In the food and drinks business, fancy hotels have long been setting themselves apart by, for example, creating house/signature cocktails. Now smaller, independent operators are also getting in on the act, either to offer a point of different, or to scale up sales.
In London for example, the Zia Lucia chain of six neighbourhood Italian pizzerias – plus a pasta restaurant called Berto – has just launched its own beer brand to celebrate its fifth birthday in June.
Birra Cabriole has been created in collaboration with Brighton’s Laine Brew Co and is inspired by southern Italy’s coastline. This inaugural beer is an unfiltered lager with an alcohol content of 4.6% and is meant to communicate a recollection of a day at the seaside. That is a smart move at a time when Brits still can’t travel abroad that easily and are longing for some Mediterranean sea and sun.

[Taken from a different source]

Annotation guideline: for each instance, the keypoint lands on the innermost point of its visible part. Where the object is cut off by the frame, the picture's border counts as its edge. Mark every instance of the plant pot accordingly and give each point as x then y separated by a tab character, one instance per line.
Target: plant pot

Owners and founders Claudio Vescovo and Gianluca D’Angelo – whose extensive business experience extends to private equity, fund placements and securitisation – told SIAL: “We are craft beer lovers and it was one of our dreams to have our own beer. It is being sold in all our Zia Lucia and Berto restaurants as well as online with UK-wide shipment. In the near future, Birra Cabriole will also be available in selected Laine pubs, our brewing partner and also pub owner.” Both of them are already looking at further beers to join their debut product.
How to make a single bar accessible UK-wide
At another bar in London’s East End called Coupette, its signature cocktail, Apples, has just been released in a ready-to-drink can. Designed in London and made in France, the Apples RTD (8% ABV) has been created in partnership with cider maker Maison Sassy.
The idea is to have a bartender-quality tipple in the convenience of a can. The drink is made from five different apple varieties that have been pressed, filtered, and carbonated, plus calvados. It has notes of caramel, nutmeg, brown sugar and toffee.
For Coupette, the Apples RTD product was born from a desire to make the drink more accessible to its fans – and also widen its reach beyond the bar’s physical location. Bar manager Andrei Marcu commented: “Bringing together the on-trade and off-trade has been a dream come true and holding the can in my hand for the first time was incredibly exciting.”
Speaking to SIAL, Marcu added: “We know how popular Apples has been in the past few years among guests as much as in the industry, so we wanted to make it much more accessible around the country – and perhaps around the world soon.”
The Apples can costs £4.99 and will be distributed into supermarkets around the UK, as well as restaurants and other boutique or online shops. “Our target is to keep the same price as we have in our online shop,” Marcu said. “We will also attend a number of festivals this year and we will have Apples for sale there as well. By the end of the year we hope Apples will be accessible no matter where you are in the UK.”
This confident approach is helped by the fact that since Coupette opened its online shop back in September 2020 it has developed several cocktails as bottled RTDs in order to expand sales.
Other bars – certainly those that are award-winning or novel – will likely follow the Zia Lucia and Coupette path. As well as the potential for widening distribution and boosting sales volumes, other triggers will be top of mind.
Marcu told us: “This was one of the best projects I have worked on. For me it is a wonderful feeling when I think that our drink – which comes from a small bar in Bethnal Green, London, could soon be enjoyed by thousands of people around the country while travelling, or while they are at home watching TV.”